Gannett earnings strong, but publishing revenues continue a steep slide
Embedded in otherwise excellent third quarter financial results reported today by Gannett are some sobering numbers on the continuing decline of revenues for its newspaper division.
U.S publishing ad revenues year-to-date are down 6.3 percent. At Gannett, that difference is more than made up by booming broadcast operations and freestanding digital ventures like CareerBuilder. So revenues for the entire company are up a healthy 13.4 percent.

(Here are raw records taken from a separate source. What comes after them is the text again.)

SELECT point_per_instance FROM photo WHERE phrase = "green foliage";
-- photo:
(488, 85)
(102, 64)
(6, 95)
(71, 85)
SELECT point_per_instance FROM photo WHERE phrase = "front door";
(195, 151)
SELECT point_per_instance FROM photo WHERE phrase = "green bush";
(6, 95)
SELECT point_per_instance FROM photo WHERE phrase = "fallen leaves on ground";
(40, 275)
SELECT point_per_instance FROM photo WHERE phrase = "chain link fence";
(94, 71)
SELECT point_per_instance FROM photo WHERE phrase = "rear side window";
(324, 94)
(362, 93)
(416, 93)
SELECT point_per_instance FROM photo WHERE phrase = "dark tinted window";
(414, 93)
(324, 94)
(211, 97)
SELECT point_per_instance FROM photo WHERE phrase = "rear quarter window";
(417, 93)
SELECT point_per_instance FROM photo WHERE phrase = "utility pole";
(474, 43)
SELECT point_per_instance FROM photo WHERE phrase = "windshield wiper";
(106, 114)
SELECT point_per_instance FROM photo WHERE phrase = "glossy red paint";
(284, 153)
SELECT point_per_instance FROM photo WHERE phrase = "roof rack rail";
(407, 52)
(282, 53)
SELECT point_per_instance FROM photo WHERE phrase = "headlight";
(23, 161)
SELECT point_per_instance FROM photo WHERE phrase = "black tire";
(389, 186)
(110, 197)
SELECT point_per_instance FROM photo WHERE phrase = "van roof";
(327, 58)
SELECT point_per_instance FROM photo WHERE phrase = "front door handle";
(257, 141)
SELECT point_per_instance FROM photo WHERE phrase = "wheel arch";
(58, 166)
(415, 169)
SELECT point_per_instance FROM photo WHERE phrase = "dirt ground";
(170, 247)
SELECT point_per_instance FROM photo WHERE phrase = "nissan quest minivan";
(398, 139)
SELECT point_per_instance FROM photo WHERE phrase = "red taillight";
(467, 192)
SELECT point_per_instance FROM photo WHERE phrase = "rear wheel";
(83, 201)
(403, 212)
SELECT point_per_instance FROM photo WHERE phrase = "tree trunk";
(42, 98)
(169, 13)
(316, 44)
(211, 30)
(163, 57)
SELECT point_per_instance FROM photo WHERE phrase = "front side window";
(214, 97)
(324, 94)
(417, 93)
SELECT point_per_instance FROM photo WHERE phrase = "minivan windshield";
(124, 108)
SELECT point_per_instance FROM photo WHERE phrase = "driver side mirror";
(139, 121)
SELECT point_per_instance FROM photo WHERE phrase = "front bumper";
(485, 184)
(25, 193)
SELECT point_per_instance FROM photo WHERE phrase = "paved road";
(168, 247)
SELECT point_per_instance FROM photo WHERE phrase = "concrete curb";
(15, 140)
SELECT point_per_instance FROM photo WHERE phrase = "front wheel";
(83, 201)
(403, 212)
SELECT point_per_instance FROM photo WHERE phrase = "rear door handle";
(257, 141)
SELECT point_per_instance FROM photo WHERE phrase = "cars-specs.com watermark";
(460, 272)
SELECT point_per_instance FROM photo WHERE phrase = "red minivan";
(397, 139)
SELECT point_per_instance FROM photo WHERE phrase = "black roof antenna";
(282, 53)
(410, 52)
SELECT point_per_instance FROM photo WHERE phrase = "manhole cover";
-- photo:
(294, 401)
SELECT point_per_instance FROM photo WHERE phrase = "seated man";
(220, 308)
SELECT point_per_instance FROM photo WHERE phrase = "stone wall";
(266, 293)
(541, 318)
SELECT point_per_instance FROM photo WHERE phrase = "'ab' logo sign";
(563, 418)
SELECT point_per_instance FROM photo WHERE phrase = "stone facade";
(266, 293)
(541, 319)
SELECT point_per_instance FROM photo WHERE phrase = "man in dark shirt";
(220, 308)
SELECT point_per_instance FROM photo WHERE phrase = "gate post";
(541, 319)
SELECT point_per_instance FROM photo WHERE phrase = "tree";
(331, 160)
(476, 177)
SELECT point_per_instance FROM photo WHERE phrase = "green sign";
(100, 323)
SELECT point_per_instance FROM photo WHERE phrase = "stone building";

But I also consider USA Today and Gannett's 81 community newspapers a reasonable proxy for the entire newspaper industry, which has stopped reporting its financial results quarterly. If the rest of the year is roughly in line, newspapers are on track again in 2014 to lose $1 billion-plus in advertising.
That's against a 2013 base of $17.30 billion industrywide in daily print advertising or $23.57 billion including all form of advertising, according to estimates by the Newspaper Association of America.
Gannett's advertising decline to date (-6.3 percent) roughly matches the industry rate in 2013 (-6.5 percent). So 2014 is proving no better than 2013. Recent waves of staff cuts as companies budget for 2015 suggest that revenue growth is not expected next year either.
At Gannett (and probably most U.S. papers) circulation revenues were up slightly for the quarter and holding even for the year. The papers are now cycling past one-time revenue gains of roughly 5 percent in both 2012 and 2013 from introduction of paywalls and price increases for print and print + digital subscriptions.
Digital advertising is increasing, mostly at USA Today, but not nearly enough to offset the print losses. And the continued growth of digital marketing services, sold to local businesses, is another plus.
In an earnings conference call, CEO Gracia Martore said another bright spot for the company has been the introduction of a section of USA Today news at its 35 largest papers. Surveys show a positive reader response, she said, in some cities justifying another round of subscription price increases.
There is an echo of that strategy throughout the industry. This weekend both The New York Times and Washington Post introduced print supplements which regional papers can include in their Sunday editions. The Post had earlier made a free subscription to its digital report available to digital subscribers of partnering regional papers.
This arrangement allows papers to focus on their local news report, while offering subscribers, especially the older demographic that prefers print, a fuller report of national and international news, as was standard in better financial times.
Gannett's broadcast revenues are up 97.2 percent year-to-date in large part because the operation is much larger after acquisition of Belo's 20 stations. Retransmission fees paid by cable systems to local stations continue strong, up 61 percent for the quarter.
And political advertising is booming beyond expectations. At the company's Denver station -- where Colorado has both a competitive governor's and U.S. Senate race -- this year's revenues are even outpacing those of 2012, a presidential year, said Martore.
The different trajectories of broadcast and print have prompted Gannett to plan splitting those operations into two companies, a spinoff Martore said should be completed by mid-2015.
News Corp., Media General, Tribune and the Washington Post (now Graham Holdings) have already completed such a split and Scripps and Journal Communications plan one as part of a merger.
Other public newspaper companies, New York Times, McClatchy and Lee, do not own TV stations. So, soon there will be no combined print and broadcast operations among public companies, and some larger private companies like Hearst have separated TV and newspaper divisions as well.
In theory the print-only companies will benefit from management focused exclusively on their digital transformation, audience and advertising issues. And they won't be competing internally with fast-growing broadcast for capital.
All that, however, leaves the big question lingering -- can the companies slow the print advertising losses, generate enough digital ad growth, increase circulation revenue and bring in enough income from new ventures to make up the difference.